Bill Moyers' West Point Speech

I just read the kind of speech Americans need to hear more. The website, Tom Paine, has a speech given by Bill Moyers a couple of weeks ago at West Point (big hat tip to Susie Madrak of Suburban Guerilla who catches these things); it's a long speech that covers issues from Iraq to military history to the needs of veterans and to the core issues of our nation—this is just one excerpt:
...no one in uniform did more to help us define freedom in a profoundly American way—than the man whose monument here at West Point I also asked to visit today—Thaddeus Kosciuszko. ...

(snip)

Kosciuszko had been born in Lithuania-Poland, where he was trained as an engineer and artillery officer. Arriving in the 13 colonies in 1776, he broke down in tears when he read the Declaration of Independence. The next year, he helped engineer the Battle of Saratoga, organizing the river and land fortifications that put Americans in the stronger position. George Washington then commissioned him to build the original fortifications for West Point. Since his monument dominates the point here at the Academy, this part of the story you must know well.
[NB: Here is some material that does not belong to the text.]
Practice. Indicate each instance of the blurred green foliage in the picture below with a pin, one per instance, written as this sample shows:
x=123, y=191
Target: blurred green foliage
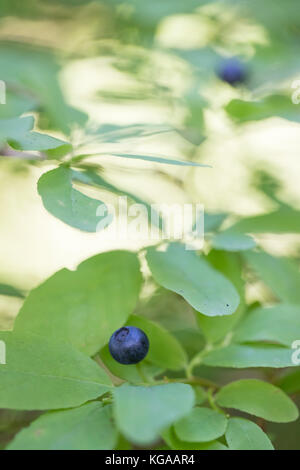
x=88, y=81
But what many don’t realize about Kosciuszko is the depth of his commitment to republican ideals and human equality. One historian called him “a mystical visionary of human rights.” Thomas Jefferson wrote that Kosciuszko was “as pure a son of liberty as I have ever known.” That phrase of Jefferson’s is often quoted, but if you read the actual letter, Jefferson goes on to say: “And of that liberty which is to go to all, and not to the few and the rich alone.”

There is the clue to the meaning of freedom as Thaddeus Kosciuszko saw it.

That's the America that's getting lost. That's the America Franklin Roosevelt understood and fought for.

Read the speech. There aren't many people out there who understand the current situation better than Bill Moyers.